IQUIMEFA   05518
INSTITUTO QUIMICA Y METABOLISMO DEL FARMACO
Unidad Ejecutora - UE
congresos y reuniones científicas
Título:
Fetal and early postnatal origins of cardiovascular and renal diseases in adulthood.
Autor/es:
TOMAT AL
Lugar:
Buenos Aires
Reunión:
Conferencia; International Congress of Translational Medicine. ¨Cellular and Molecular Pathways as Therapeutic Target; 2014
Institución organizadora:
International Master Program in Biomedical Sciences
Resumen:
Multiple nutritional,
environmental and hormonal factors can affect our health in different stages of
our lives. However, adverse events during intrauterine and early postnatal
life, that slow growth, can alter the structure and physiology of organs, programming
risk for endocrine, metabolic, cardiovascular and renal diseases in later stages
of life.
The hypothesis that
nutrition during early life influences later cardiovascular health dates back to several decades ago when Barker
reported an inverse relationship between birth weight and blood pressure in
children at 10 years of age.
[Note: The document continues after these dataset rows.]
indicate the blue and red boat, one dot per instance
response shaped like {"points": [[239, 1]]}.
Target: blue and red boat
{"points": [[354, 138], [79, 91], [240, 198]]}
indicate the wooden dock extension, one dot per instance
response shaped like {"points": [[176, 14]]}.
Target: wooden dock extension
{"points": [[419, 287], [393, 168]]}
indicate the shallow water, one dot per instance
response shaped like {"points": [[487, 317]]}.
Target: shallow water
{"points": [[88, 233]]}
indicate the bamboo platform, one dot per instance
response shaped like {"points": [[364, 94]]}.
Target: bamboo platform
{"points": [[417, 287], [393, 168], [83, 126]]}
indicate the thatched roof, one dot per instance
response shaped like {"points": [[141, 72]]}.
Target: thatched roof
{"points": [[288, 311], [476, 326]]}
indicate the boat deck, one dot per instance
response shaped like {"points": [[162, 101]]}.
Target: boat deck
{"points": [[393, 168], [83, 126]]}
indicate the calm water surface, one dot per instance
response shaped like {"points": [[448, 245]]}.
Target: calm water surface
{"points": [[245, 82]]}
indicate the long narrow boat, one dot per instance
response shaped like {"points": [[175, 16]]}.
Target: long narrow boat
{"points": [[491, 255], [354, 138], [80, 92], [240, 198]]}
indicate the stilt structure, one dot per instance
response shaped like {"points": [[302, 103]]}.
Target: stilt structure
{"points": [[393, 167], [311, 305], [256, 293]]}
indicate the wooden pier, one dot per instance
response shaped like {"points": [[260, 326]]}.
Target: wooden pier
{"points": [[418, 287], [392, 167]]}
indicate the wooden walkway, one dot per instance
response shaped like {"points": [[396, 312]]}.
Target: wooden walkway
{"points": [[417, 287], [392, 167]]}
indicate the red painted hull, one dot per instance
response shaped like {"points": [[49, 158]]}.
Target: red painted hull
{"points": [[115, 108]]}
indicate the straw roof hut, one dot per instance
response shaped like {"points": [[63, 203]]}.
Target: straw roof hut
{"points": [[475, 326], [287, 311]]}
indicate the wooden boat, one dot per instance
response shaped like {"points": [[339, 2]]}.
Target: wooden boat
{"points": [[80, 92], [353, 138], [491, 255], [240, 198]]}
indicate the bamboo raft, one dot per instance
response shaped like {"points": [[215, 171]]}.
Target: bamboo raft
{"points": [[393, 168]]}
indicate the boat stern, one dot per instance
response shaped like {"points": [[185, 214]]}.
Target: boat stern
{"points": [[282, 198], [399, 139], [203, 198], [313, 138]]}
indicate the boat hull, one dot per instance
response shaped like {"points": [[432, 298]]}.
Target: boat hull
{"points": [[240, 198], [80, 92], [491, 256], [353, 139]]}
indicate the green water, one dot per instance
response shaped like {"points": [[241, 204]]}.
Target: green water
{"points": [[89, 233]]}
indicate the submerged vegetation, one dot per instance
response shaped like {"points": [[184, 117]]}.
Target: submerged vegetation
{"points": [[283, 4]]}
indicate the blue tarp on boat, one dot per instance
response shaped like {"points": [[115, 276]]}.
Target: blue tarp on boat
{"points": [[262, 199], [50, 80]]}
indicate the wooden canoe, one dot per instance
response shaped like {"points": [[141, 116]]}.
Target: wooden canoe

Therefore, Barker postulated that hypertension was
the link between an adverse fetal environment and the increased risk of cardiovascular
disease later in life.
The mechanisms involved are: increase in oxidative stress, imbalance between apoptotic and proliferative
processes, low tissue oxygenation, changes in gene expression, hyperactivity
of the sympathetic nervous system, elevated glucocorticoid levels, decreased activity of IGF-1 and Growth hormone, alteration of the renin angiotensin, NO and
prostaglandins systems.
Insults during
development program long-term cardiovascular risk in a manner that is sex and
age dependent. Experimental models of developmental programming demonstrate sex
differences differ in their response to the severity of the developmental
insult or exhibit age-dependent changes in cardiovascular risk.
These
highlight the complexity of developmental insults on later chronic health.